Dismiss Notice
Join Physics Forums Today!
The friendliest, high quality science and math community on the planet! Everyone who loves science is here!

B The Wow! signal

  1. Feb 16, 2017 #1
    What is the prevailing opinion among astronomers about the most plausible explanation for the Wow! signal?

    I was just reading that Jerry Ehman, the man who discovered the anomaly in 1977, believes the most likely explanation is a signal from an extraterrestrial civilization.

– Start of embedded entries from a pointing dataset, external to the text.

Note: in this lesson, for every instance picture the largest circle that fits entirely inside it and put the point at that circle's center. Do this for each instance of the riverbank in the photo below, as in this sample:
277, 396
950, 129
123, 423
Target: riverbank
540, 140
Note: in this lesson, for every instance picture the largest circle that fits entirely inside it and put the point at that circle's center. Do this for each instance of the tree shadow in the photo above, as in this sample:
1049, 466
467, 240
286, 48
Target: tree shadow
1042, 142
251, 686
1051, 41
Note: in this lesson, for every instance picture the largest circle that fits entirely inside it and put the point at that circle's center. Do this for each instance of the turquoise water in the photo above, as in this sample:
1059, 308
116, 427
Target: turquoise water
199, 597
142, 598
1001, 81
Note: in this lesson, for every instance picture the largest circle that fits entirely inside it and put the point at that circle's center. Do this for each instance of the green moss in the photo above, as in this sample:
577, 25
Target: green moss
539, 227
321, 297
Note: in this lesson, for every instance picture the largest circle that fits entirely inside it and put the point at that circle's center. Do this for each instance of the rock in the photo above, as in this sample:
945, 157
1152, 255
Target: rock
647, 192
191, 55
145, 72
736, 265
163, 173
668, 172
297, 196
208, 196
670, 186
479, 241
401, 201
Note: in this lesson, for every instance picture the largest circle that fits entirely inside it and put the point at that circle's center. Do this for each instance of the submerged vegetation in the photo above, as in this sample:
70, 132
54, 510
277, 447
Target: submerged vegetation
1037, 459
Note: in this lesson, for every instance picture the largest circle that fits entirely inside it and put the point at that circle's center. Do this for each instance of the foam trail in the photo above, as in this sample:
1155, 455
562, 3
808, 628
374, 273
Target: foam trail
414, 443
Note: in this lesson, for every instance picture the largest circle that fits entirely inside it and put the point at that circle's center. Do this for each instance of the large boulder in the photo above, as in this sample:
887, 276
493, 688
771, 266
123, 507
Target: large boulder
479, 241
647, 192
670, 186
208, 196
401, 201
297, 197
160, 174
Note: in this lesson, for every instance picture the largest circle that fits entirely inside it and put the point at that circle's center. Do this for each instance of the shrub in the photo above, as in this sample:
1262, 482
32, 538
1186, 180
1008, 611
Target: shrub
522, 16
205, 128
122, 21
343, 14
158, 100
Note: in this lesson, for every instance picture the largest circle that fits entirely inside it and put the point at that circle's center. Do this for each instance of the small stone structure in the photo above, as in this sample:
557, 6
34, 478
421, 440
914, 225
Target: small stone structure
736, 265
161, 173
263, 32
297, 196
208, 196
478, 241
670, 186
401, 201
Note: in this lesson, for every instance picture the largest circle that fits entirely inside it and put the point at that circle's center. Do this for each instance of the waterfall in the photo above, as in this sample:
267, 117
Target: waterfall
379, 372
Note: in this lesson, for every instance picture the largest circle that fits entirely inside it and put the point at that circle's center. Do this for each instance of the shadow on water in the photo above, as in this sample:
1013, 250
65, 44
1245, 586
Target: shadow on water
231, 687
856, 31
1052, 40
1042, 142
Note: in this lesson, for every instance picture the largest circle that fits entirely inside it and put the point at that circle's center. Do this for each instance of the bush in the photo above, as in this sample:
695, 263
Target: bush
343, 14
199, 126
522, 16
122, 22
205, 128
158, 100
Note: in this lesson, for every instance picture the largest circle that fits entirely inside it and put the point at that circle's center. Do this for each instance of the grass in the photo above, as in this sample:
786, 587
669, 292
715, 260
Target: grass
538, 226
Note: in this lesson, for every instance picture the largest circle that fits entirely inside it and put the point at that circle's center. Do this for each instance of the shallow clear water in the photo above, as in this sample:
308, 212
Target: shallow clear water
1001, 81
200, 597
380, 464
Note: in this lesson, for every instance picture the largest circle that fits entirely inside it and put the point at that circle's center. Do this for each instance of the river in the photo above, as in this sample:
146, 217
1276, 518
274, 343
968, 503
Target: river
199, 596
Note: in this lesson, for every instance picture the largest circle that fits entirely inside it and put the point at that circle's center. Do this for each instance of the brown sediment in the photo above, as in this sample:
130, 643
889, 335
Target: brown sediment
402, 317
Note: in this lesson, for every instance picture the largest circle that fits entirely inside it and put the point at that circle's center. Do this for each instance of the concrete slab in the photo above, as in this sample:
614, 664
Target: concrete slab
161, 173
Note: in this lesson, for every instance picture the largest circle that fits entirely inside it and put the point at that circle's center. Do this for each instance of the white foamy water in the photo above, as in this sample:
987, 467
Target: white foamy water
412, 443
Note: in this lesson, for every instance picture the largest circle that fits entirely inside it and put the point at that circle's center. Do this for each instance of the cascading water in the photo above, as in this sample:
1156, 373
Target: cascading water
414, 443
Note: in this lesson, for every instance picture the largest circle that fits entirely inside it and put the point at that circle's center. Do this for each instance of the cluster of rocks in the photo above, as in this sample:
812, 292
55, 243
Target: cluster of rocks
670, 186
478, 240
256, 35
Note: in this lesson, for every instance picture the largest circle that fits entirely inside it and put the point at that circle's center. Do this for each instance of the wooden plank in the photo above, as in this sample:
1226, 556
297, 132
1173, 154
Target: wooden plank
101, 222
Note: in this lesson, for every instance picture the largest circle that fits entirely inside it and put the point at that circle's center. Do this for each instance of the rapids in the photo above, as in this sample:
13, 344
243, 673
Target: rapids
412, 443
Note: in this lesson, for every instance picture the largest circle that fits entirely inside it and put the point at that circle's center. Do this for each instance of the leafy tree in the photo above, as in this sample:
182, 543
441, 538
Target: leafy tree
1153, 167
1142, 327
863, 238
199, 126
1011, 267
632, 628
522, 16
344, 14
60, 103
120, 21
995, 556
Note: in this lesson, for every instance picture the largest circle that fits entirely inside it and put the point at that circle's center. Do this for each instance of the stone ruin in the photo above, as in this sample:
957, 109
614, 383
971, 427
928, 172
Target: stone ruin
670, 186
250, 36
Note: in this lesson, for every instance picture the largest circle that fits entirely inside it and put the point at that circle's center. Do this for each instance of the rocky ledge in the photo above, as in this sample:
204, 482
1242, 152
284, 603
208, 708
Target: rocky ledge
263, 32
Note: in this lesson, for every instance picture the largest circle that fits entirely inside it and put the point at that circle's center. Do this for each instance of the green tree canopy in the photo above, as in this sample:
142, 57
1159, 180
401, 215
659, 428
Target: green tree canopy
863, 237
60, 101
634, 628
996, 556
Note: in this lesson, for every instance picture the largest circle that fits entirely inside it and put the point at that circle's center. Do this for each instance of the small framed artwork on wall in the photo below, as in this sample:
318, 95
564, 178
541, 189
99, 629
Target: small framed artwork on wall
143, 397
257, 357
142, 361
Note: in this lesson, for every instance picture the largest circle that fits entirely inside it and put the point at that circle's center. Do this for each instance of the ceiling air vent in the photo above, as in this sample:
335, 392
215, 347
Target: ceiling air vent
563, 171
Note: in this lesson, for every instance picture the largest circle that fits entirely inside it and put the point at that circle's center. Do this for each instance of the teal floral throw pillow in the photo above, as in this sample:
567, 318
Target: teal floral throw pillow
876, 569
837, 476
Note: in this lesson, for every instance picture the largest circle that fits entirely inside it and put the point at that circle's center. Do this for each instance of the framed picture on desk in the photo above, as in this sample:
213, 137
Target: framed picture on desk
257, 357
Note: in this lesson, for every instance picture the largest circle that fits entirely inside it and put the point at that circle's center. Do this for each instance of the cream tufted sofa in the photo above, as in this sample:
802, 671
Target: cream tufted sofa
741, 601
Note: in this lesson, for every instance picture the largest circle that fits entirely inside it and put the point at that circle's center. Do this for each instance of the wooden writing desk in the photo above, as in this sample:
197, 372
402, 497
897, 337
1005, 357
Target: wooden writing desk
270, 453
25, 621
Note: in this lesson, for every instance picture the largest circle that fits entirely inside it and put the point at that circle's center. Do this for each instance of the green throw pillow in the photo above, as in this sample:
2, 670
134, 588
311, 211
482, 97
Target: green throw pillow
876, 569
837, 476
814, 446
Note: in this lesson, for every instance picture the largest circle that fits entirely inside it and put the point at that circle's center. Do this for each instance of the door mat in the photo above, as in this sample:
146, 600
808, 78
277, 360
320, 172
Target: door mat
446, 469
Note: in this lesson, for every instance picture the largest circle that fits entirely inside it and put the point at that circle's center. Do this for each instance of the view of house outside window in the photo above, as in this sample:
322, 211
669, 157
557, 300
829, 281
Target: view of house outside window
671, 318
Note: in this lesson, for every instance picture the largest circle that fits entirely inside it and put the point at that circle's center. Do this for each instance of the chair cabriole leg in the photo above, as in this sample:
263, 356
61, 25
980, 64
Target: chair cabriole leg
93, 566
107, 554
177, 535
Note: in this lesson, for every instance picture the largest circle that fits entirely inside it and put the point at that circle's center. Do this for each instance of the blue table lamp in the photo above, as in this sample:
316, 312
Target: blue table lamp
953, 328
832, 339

    "In a 1997 paper, Ehman resists "drawing vast conclusions from half-vast data"—acknowledging the possibility that the source may have been military or otherwise a product of Earth-bound humans. However, Ehman thinks that the most likely explanation for the signal is from an extraterrestrial civilization."
    Last edited: Feb 16, 2017
  2. jcsd
  3. Feb 16, 2017 #2


    User Avatar
    Science Advisor
    Gold Member
    2017 Award

    Could you provide some links to your information please?
  4. Feb 16, 2017 #3


    User Avatar
    Science Advisor
    Homework Helper
    2017 Award

    Google is your friend (I'm quoting Chet)
  5. Feb 16, 2017 #4


    User Avatar
    Science Advisor
    Gold Member
    2017 Award

    Yes but a simple link or two from the OP would save everyone else from having to do that.
  6. Feb 16, 2017 #5
    Sorry, I thought this incident was more widely known. I updated the original post to include a link.
  7. Feb 16, 2017 #6

    This site is synonyms with SETI, I would trust their judgment.
    "But for all the dedication and technical brilliance of the searchers, no definitive artificial message has been found. Some tantalizing candidates like the famous WOW signal detected by a radio telescope at Ohio State University, have been heard only once -- not good enough for unambiguous detection."
  8. Feb 16, 2017 #7


    User Avatar
    Science Advisor
    Gold Member
    2017 Award

    it is VERY widely known

    we just wanted to know where YOU were sourcing your info so that we could comment on its credibility :smile:

  9. Feb 17, 2017 #8
    Thanks for that information. Still, I don't feel like the question of the most plausible explanation has been answered. I realize there's not enough evidence to prove the signal came from aliens. But what do the majority of astronomers believe is the most reasonable explanation for it?
  10. Feb 17, 2017 #9
    Is there any reason to rule out a Soviet spy plane or satellite?
  11. Feb 17, 2017 #10
    This article touches upon that briefly,
    Then this, (I believe the author is familiar with "wow")
    Overall, I don't find any serious scientist stating "this is what the wow signal is" (although there's no shortage of crackpottery on the "WhackoWideWeb").
    It is mentioned in serious circles as "The most likely ET signal of all time" but nobody sees definitive proof, In this case ambiguity reigns and the jury will probably never reach a verdict. There are plenty of explanations available, its up to the individual to decide whats acceptable.
  12. Feb 17, 2017 #11
    Why would "most astronomers" be good persons to judge? SETI is a highly specialized field, not just "astronomy"; of course it is quite speculative, as well; even so, experts within it would be better qualified to judge, wouldn't you agree? So along these lines, the Wikipedia article you cite, limited as it is, suggests there is tremendous uncertainty & a good deal of doubt about the "Wow! signal."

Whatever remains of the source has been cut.